Antoinette s’accroche à ses rêves et à la grandeur de cette origine mythique. Elle espère bien finir par gagner à la borlette et échapper ainsi à sa dure existence de vendeuse des rues. Elle interprète tous les signes et les messages que, croit-elle, lui transmettent les songes. « Ses nuits, raconte Ti Tony, étaient d’une grande richesse. Il s’y passait beaucoup de choses que le jour ne pouvait comprendre s’il ne les traduisait en nombres. »

Elle consulte un prétendu expert en numérologie qui prétend l’aider à gagner à la loterie et cherche surtout à la mettre dans son lit. Ti Tony tente de la protéger de ces deux charlatans, l’un réel, l’autre imaginaire. Il ne peut pas grand-chose contre Antoine. L’autre, en revanche, a droit à une volée de pierres dans le tibia.

À la différence de son frère, Franky prend les récits de sa mère pour des vérités absolues et décide de leur donner corps dans un livre où, chapitre après chapitre, il conte l’histoire d’Antoine des Gommiers. « Il aimait Antoinette comme on boit à une source. Remonter à la source. Encore une de ses folies. Une source, c’est une eau pure. La source Antoinette ne pouvait ni se tromper ni nous mentir. »

Le roman se construit ainsi sur deux narrations qui se font contrepoint : celle de la légende d’Antoine des Gommiers et celle de la vie des deux frères dans la dure réalité des gens du « corridor », cet espace de circulation et de rencontres qui relie les ruelles du quartier. À chacune son auteur : Franky pour l’histoire du sage devin, et Ti Tony pour la réalité des gens du corridor.

Lyonel Trouillot joue avec virtuosité sur deux écritures. Bon élève et lecteur de tout ouvrage qu’il peut se procurer, le livre étant une denrée rare et chère, Franky pastiche les grands auteurs français, dans une langue ample, fluide, imagée. Parfois ampoulée, dira l’un de ses premiers lecteurs.

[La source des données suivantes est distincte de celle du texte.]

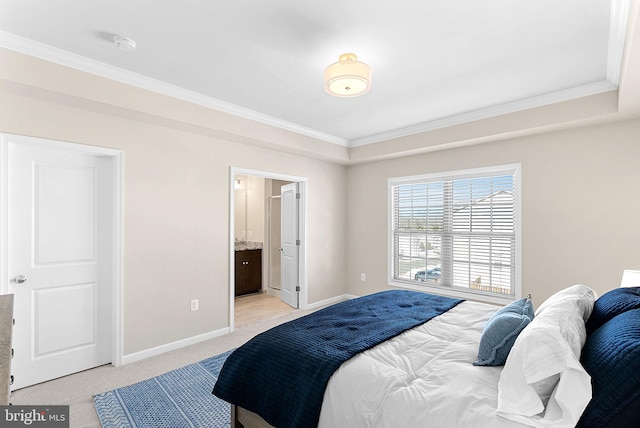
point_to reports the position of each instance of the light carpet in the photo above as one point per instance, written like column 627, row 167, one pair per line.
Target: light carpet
column 179, row 398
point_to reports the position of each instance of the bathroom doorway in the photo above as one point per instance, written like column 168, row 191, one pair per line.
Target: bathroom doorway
column 255, row 228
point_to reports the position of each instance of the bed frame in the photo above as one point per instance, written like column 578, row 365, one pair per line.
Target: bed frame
column 243, row 418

L’exotisme des divinités vaudou et des paysages tropicaux côtoie une citation de Leconte de Lisle. On se laisse bercer, sans vraiment y croire. Pour raconter « la sale ville » où « pour durer le temps d’une jeunesse, il faut naître gangster ou pute », Ti Tony écrit en phrases courtes, sèches, et c’est tout un monde qui prend vie autour de lui.

Un monde où « lorsque l’errance et la violence se querellent pour un bout de nuit, c’est toujours la violence qui gagne ». Un monde où le malheur survient sans crier gare. Antoinette s’effondre et meurt en traversant la Grand-Rue, et avant de la secourir, adultes et enfants se disputent la pacotille qu’elle portait sur la tête, dans une bassine, pour la vendre. Victime d’un accident, Franky est privé de l’usage de ses jambes.

Mais c’est aussi un monde où les solidarités font lien, et permettent à l’édifice de tenir debout. Peut-être est-ce pour cela que le mot par lequel on s’adresse à un ami est « colonne ».

Autour de Ti Tony et de Franky, il y a Danilo, qui lui non plus n’a pas connu son père. « Un vrai génie du corridor », pour Ti Tony un semblable, un complice. Un jour cependant, il réussit à se procurer un passeport et un visa et prend un avion pour ne plus revenir.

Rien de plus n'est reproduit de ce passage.